In response to a Freedom of Information Act lawsuit filed by WOC in September 1998, the U.S. Department of the Interior (DOI) has announced that it will begin publishing its administrative decisions and legal orders on the World Wide Web on January 1, 2000.

As we reported in the Spring 1999 edition of Frontline,the U.S. Forest Service, which WOC also sued, agreed almost immediately to make its final administrative appeal decisions available on the Web. The agency has been publishing these decisions since June on its web site (www.fs.fed.us/forests).

However, the DOI had argued that it was not required to publish electronic versions of its decisions, since citizens could buy the documents from commercial providers and a government subscription service.

"To this day," said WOC executive director Dan Heilig, "I cannot understand why the Interior Department objected so strenuously to publishing its decisions on the Web. Its responsibility to do so is clearly defined in the Electronic Freedom of Information Act and is consistent with the Administration’s policy of making government information more accessible to citizens."

Nonetheless, Heilig was pleased with the outcome of the case. "Now every American will have easy and affordable access to decisions and policies that affect hundreds of millions of acres of public lands and mineral resources spread across the United States," he said.

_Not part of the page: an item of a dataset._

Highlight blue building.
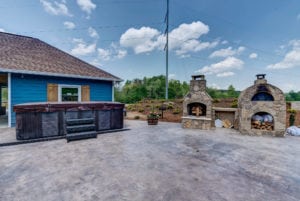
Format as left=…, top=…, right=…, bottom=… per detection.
left=0, top=32, right=121, bottom=127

The agreement is particularly important given the DOI’s responsibilities for managing public lands administered by the Bureau of Land Management (BLM), the Interior Board of Land Appeals, the Interior Board of Indian Appeals and the National Park Service.

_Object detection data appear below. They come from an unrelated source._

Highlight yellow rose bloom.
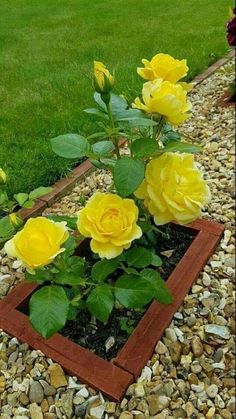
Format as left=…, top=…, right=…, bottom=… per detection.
left=77, top=192, right=142, bottom=259
left=94, top=61, right=114, bottom=93
left=5, top=217, right=69, bottom=269
left=135, top=153, right=210, bottom=225
left=137, top=54, right=189, bottom=83
left=132, top=79, right=192, bottom=125
left=0, top=167, right=7, bottom=185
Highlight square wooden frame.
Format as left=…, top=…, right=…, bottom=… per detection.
left=0, top=220, right=224, bottom=401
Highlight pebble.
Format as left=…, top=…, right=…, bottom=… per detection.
left=48, top=364, right=67, bottom=388
left=206, top=384, right=219, bottom=399
left=191, top=336, right=203, bottom=357
left=0, top=58, right=235, bottom=419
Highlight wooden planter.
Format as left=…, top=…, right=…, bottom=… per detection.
left=0, top=220, right=224, bottom=401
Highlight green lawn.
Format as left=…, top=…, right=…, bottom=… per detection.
left=0, top=0, right=231, bottom=197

Heilig noted that the BLM is responsible for managing 264 million acres of land — about one-eighth of the land in the United States — and another 300 million acres of subsurface mineral resources. In Wyoming alone, BLM manages more than 18 million acres of land and an additional 11 million acres of federal minerals. "Now, for the first time," said Heilig, "ordinary citizens will be able to track — and closely monitor — the internal policies and decisions that guide our federal land managers."

The Interior Board of Indian Appeals (IBIA) decides cases for the Bureau of Indian Affairs, which administers federal treaty and trust obligations to Indians and Indian tribes. The agreement to publish IBIA decisions came shortly after a Lander-based law firm, Baldwin & Crocker, joined WOC’s lawsuit as a co-plaintiff.

Berthenia Crocker, a partner in the firm, praised DOI’s agreement to publish IBIA decisions. "The people of the Wind River Reservation have to deal with an additional layer of bureaucracy in the conduct of their daily lives not experienced by non-Indians," she said. "Electronic access to the rulings of remote decisionmakers is a great benefit to many Indian people in Wyoming, as well as to the Tribes of the Wind River Reservation, since decisions by the Bureau of Indian Affairs directly affect their lives and livelihoods."